Building a unified data access layer on domain APIs
One of my job's perks is interacting with Technical Architects at conferences and in more intimate one-on-one chats. Learning what enterprise engineering organizations are trying to build and, more interestingly, how is fascinating. Given what Hasura offers, many of these conversations veer toward design decisions for building a unified data access layer.
You may know this architecture by other names such as a knowledge graph, a unified semantic layer, or in some cases a BFF layer (if one is not being pedantic with the definitions). Going forward, I’ll refer to all these as a data platform or platform.
The motivation is clear to many teams – data is powerful in aggregate, i.e. when all the data available to the organization, regardless of its location (domain) or ownership (team), is leveraged to craft user experiences or to implement certain use cases, interesting things become possible.

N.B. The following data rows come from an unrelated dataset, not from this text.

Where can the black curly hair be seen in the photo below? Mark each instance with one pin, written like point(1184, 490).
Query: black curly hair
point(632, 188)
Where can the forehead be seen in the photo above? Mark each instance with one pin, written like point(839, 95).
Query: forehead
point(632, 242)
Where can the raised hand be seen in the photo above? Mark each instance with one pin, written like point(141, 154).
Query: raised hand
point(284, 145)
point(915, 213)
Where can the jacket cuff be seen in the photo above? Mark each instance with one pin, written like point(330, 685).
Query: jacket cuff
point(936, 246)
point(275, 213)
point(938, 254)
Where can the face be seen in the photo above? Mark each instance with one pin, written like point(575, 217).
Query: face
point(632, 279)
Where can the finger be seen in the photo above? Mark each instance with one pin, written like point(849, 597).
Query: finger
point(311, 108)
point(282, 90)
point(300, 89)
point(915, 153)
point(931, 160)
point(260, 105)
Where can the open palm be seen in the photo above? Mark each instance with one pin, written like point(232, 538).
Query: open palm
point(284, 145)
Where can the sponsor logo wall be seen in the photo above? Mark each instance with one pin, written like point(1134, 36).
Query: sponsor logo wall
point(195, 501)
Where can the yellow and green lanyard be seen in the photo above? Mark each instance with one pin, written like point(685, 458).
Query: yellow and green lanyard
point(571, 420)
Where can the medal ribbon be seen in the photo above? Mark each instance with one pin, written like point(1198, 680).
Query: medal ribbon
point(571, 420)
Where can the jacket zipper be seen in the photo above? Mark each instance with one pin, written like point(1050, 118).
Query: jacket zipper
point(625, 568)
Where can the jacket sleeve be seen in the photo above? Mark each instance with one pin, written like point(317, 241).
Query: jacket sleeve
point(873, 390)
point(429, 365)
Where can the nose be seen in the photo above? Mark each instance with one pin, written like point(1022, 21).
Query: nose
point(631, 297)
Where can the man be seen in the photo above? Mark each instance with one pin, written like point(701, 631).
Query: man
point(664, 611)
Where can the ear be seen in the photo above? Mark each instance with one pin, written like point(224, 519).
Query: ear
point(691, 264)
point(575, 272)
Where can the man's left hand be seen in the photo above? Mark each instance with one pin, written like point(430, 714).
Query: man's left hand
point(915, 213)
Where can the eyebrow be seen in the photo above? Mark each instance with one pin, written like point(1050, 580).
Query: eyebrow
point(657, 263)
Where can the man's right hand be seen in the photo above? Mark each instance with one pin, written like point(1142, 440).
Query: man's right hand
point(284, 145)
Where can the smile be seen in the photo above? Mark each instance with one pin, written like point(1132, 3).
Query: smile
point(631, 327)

It’s also become apparent that the rate-limiting factor in such innovation is the accessibility of unified data.
Moreover, research everywhere (page 11) concludes that the #1 factor that’ll decide the outcome of your generative AI project’s success is your data strategy! There’s a lot riding on the success of your data platform initiative.
In other words, enterprise architects are racing against time to connect disparate data sources into a unified data access layer. However, some of them are running into speed bumps when the source in question is an API, and there are several of these bumps to navigate in the modern enterprise.
So I want to spend some time analyzing this particular problem from the lens of not just data API architecture, but also how organization design and incentives cause and affect this problem. To wit, I want to use these two anonymized anecdotes to help us with the analysis:
Enterprise A: A European technology conglomerate looking to build a unified data access layer over a diverse heterogeneous set of domains.
Enterprise B: An American credit card and financial services organization that wants to implement a federated data access layer over thousands of domain services.
Enterprise data landscape
To cut a long, obvious story short, thanks to patterns like service-oriented architecture (SOA), microservices, and domain-driven design, in every enterprise you’ll find teams that own one or more business domains that power one or more “applications.”
Depending on the scope of the consumer application, the technology stack used, and the SOA maturity of the organization, each of these domains may look nothing like other domains.
Here’s what the domain data landscape in an organization might look like:
Of course, this is a simplified representation of domain data – several nuances are missing, like derived domains, duplicated domain data, etc., but they don’t factor into our analysis just yet.
This is the landscape that architects are trying to harmonize into a single, scalable interface for application developers. What does such an interface look like and what must an effective one deliver? Let’s take a look before we begin our analysis.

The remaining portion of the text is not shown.